No Barro Vermelho foi onde tive ciência da
poesia da vida e da poesia dos livros, da arte literária. Lá foi onde vi
e ouvi Gilberto Avelino cantando elegias. Foi ali onde recebi os poemas
mágicos e os conselhos de Luís Carlos Guimarães. É do Barro Vermelho a
história cotidiana que nos conta incessantemente Woden Madruga, sem
esquecer que o hoje logo se transfere para a memória e toma outros nomes
que ainda não aprendemos. Só a mudança do tempo nos ensina e nos dita,
trazendo a inexorabilidade dos caminhos desconhecidos.
Também não
consigo afastar as lembranças das caminhadas debaixo da luminosidade
solar e pisando no chão de poeiras quentes e pedras de fogo do Seridó.

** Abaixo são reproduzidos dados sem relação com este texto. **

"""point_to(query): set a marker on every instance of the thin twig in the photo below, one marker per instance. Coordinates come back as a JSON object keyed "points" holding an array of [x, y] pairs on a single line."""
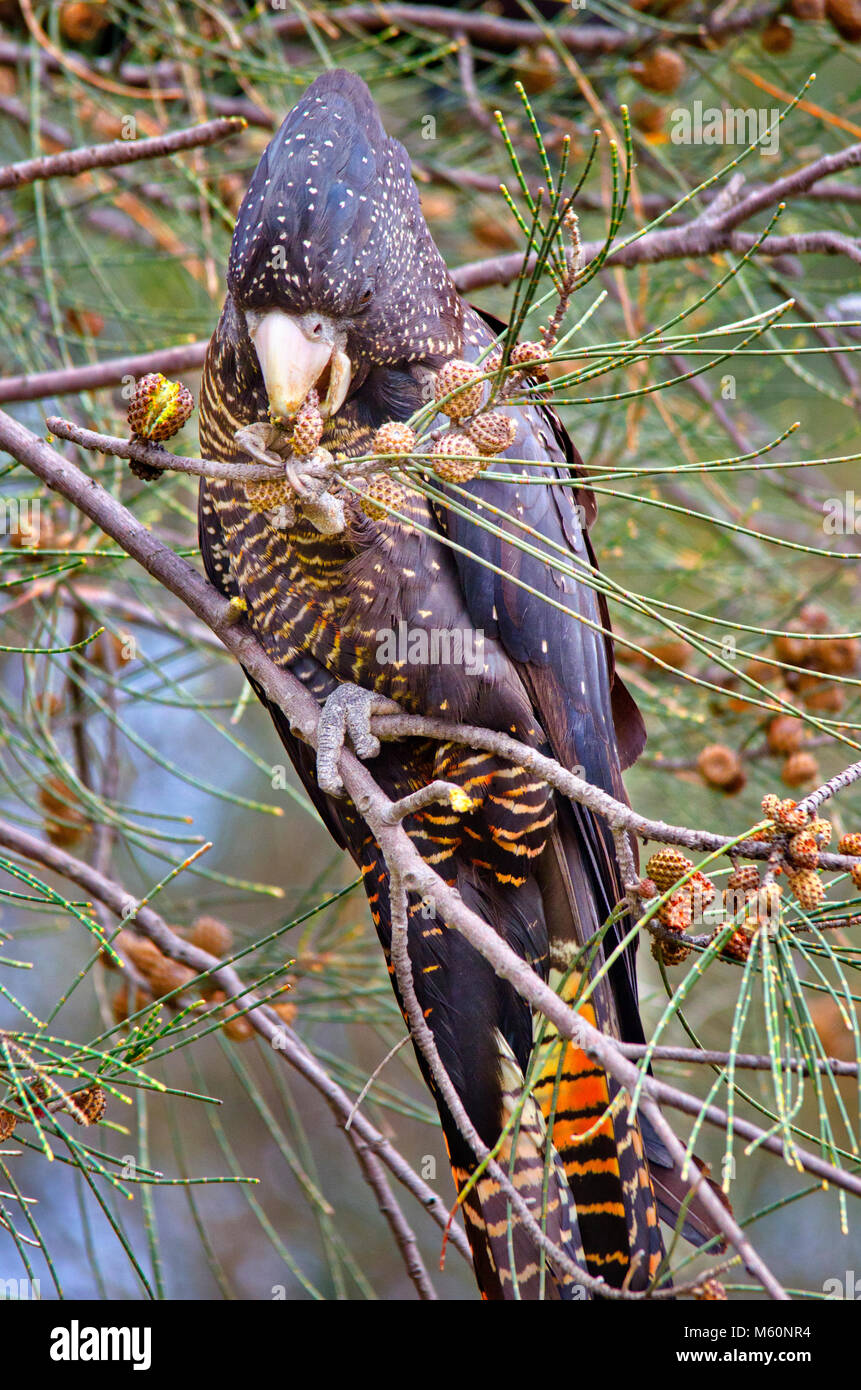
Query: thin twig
{"points": [[118, 152]]}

Jamais deixarão de ter lugar em minha mente as imagens do povo forte e
da rusticidade das cenas em tons pastéis. Os açudes, em períodos de
secas ou cheias, sempre transbordando imaginações supersticiosas dos
meus quereres afogados. As primeiras maravilhas sensuais das meninas nas
canoas ou nas redes de tornos e entornos. Os passarinhos que ainda
passeiam nas ventanias do meio-dia da minha existência.